By Jeff Benzak
It takes more than 300 million years to produce oil in the natural world. But Solazyme, which is one of the largest companies in the advanced biofuel industry, has pioneered a way to make oil in just a few days. Solazyme’s oil even improves upon naturally produced oil because it burns with lower emissions.
Solazyme is a NASDAQ-listed, California-based company with an objective to become the global market leader in the design and production of renewable oils. Founded in 2003, Solazyme already has posted impressive financial numbers. At the beginning of the second quarter of 2013, Solazyme’s market capitalization was about $450 million, and it recently secured more than $200 million in new financing.
This financing will help Solazyme commercialize its renewable oil technology. It will help expand Solazyme’s workforce beyond its current 200-plus employees. And the financing also will allow Solazyme to build out its production facilities, where in the dark interior of fermenting tanks in places like Peoria, Ill., and Clinton, Iowa, a viscous, light-brown liquid rapidly transforms from an algal goop into a “drop-in” replacement for petroleum oil.
“Think of a brewery,” said Bob Ames, Solazyme’s vice president of fuels, when describing what Solazyme’s production facilities look like at first glance.
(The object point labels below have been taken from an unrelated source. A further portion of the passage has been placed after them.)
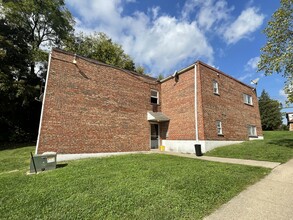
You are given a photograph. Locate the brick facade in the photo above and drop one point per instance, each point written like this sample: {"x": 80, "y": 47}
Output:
{"x": 227, "y": 106}
{"x": 91, "y": 107}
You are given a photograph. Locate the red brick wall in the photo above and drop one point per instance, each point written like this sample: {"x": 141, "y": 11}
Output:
{"x": 178, "y": 105}
{"x": 227, "y": 107}
{"x": 94, "y": 108}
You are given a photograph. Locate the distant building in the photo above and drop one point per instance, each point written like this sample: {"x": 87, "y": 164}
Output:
{"x": 289, "y": 117}
{"x": 92, "y": 107}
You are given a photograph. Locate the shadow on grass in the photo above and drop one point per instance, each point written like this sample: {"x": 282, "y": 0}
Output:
{"x": 61, "y": 165}
{"x": 283, "y": 142}
{"x": 6, "y": 146}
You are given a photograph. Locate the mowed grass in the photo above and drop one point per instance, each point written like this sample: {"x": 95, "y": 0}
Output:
{"x": 139, "y": 186}
{"x": 277, "y": 146}
{"x": 15, "y": 159}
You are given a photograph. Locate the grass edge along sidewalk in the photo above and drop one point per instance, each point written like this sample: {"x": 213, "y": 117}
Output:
{"x": 144, "y": 186}
{"x": 277, "y": 146}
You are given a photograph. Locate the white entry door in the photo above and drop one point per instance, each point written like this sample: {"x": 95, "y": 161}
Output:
{"x": 155, "y": 138}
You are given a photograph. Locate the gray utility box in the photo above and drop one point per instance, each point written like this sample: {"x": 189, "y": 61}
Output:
{"x": 42, "y": 162}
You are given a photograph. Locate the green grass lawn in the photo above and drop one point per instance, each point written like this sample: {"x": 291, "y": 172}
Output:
{"x": 140, "y": 186}
{"x": 277, "y": 146}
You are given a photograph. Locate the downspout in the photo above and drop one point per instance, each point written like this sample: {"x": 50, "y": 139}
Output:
{"x": 43, "y": 102}
{"x": 195, "y": 103}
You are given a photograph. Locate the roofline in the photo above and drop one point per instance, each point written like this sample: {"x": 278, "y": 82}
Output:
{"x": 225, "y": 74}
{"x": 104, "y": 64}
{"x": 178, "y": 73}
{"x": 198, "y": 62}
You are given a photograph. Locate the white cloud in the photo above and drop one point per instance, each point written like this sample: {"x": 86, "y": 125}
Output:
{"x": 283, "y": 95}
{"x": 250, "y": 69}
{"x": 247, "y": 22}
{"x": 252, "y": 63}
{"x": 160, "y": 42}
{"x": 209, "y": 13}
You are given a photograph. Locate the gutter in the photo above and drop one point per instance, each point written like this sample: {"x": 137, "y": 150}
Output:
{"x": 195, "y": 103}
{"x": 43, "y": 103}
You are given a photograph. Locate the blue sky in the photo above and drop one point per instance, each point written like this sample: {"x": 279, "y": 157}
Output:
{"x": 168, "y": 35}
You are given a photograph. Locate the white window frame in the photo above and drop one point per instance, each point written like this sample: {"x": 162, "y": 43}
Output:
{"x": 247, "y": 99}
{"x": 216, "y": 87}
{"x": 219, "y": 128}
{"x": 156, "y": 97}
{"x": 252, "y": 131}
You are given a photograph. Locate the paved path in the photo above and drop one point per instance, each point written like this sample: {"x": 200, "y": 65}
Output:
{"x": 270, "y": 198}
{"x": 228, "y": 160}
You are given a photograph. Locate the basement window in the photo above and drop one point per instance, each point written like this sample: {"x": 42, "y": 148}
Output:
{"x": 247, "y": 99}
{"x": 219, "y": 128}
{"x": 215, "y": 87}
{"x": 252, "y": 131}
{"x": 154, "y": 97}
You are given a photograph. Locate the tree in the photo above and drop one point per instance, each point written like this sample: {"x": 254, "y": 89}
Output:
{"x": 277, "y": 54}
{"x": 25, "y": 27}
{"x": 47, "y": 22}
{"x": 271, "y": 116}
{"x": 100, "y": 47}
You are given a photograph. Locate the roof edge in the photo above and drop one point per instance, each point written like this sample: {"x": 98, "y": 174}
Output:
{"x": 104, "y": 64}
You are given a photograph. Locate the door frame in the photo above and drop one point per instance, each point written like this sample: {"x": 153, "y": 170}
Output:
{"x": 150, "y": 135}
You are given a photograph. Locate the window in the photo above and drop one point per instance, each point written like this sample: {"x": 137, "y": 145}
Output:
{"x": 247, "y": 99}
{"x": 215, "y": 87}
{"x": 154, "y": 97}
{"x": 219, "y": 128}
{"x": 252, "y": 130}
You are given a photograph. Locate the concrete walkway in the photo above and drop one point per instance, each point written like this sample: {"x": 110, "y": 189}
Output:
{"x": 270, "y": 198}
{"x": 265, "y": 164}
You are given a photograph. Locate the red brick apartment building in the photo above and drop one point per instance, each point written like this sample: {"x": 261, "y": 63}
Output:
{"x": 92, "y": 107}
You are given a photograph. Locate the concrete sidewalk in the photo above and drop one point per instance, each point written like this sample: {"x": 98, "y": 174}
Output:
{"x": 270, "y": 198}
{"x": 265, "y": 164}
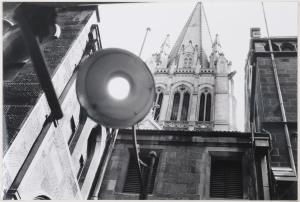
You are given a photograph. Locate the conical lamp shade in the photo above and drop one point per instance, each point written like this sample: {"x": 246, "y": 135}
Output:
{"x": 92, "y": 88}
Of course, as Ames points out, Solazyme’s fermenting process takes place in stainless steel, not copper, tanks, and its operation is far more complex and on a far larger scale than your local brewpub’s. In fact, Solazyme’s production facilities could transform the way thousands of everyday products – everything from ceiling tiles and cosmetics to transportation fuels for our vehicles – are manufactured.
Solazyme has identified California’s Low Carbon Fuel Standard, or LCFS, as a smart government standard that could help the company grow its revenue and allow for continued expansion. Part of California’s ground-breaking 2006 global warming law, the LCFS is one of the ways California aims to reduce its greenhouse gas emissions to 1990 levels by 2020.
California’s clean fuels law holds some of the biggest polluters in the state accountable for their emissions. Because of the standard, large polluters will be required to get 600 million gallons of fuel from renewable sources each year – something companies like Solazyme can easily help large polluters meet.
“The commercial-scale quantities, they’re coming,” Ames said. “You hear a lot of people say it’s not coming. They’ll look at their watch and say those quantities aren’t here today. That’s partially true. But what you’ll see is that we’re raising hundreds of millions of dollars to commercialize our technology. You can go and talk to our partners – companies like Bunge, Dow, and Mitsui – and you can see that these guys have made investments; they’ve put together business relationships and transactions that speak to where our technology is going.”
Solazyme is building other partnerships as well. In 2010, Solazyme delivered 80,000 liters of algal-derived marine diesel and jet fuel to the U.S. Navy. This is believed to be the world’s largest-ever delivery of 100-percent algae-based biofuel. In successful demonstrations in the Pacific Ocean, the military blended Solazyme’s fuel with conventional fuel. This fuel helped power some of the most advanced warships and fighter jets in the world with no engine modifications. More recently, the Department of Defense contracted with Solazyme to procure an additional 550,000 liters of advanced biofuel provided by Solazyme and Dynamic Fuels.
It’s not just the military that’s benefiting. In mid-November 2012, fuel derived from Solazyme’s algae-based oil was sold on a trial basis for the first time at retail fueling stations in California, a big step toward increasing competition in the fuels marketplace and diversifying fuel choice for consumers. Drivers in any diesel vehicle could fill up on competitively priced fuel that included a 20-percent blend of advanced biofuel.
According to tests conducted at the National Renewable Energy Laboratory, this blend resulted in a 30 percent reduction in particulates, a 20 percent reduction in carbon monoxide, and a 10 percent reduction in total hydrocarbons.
After the trial run at the fueling stations, Solazyme sent surveys to drivers who filled up on algae-based fuel.
“The reaction was unbelievable,” said Ames. “The feedback from consumers validated what I’d say we hoped for. I think consumers get that there’s this market for clean transportation fuels.”
And these fuels aren’t 300 million years down the road – they’re here right now.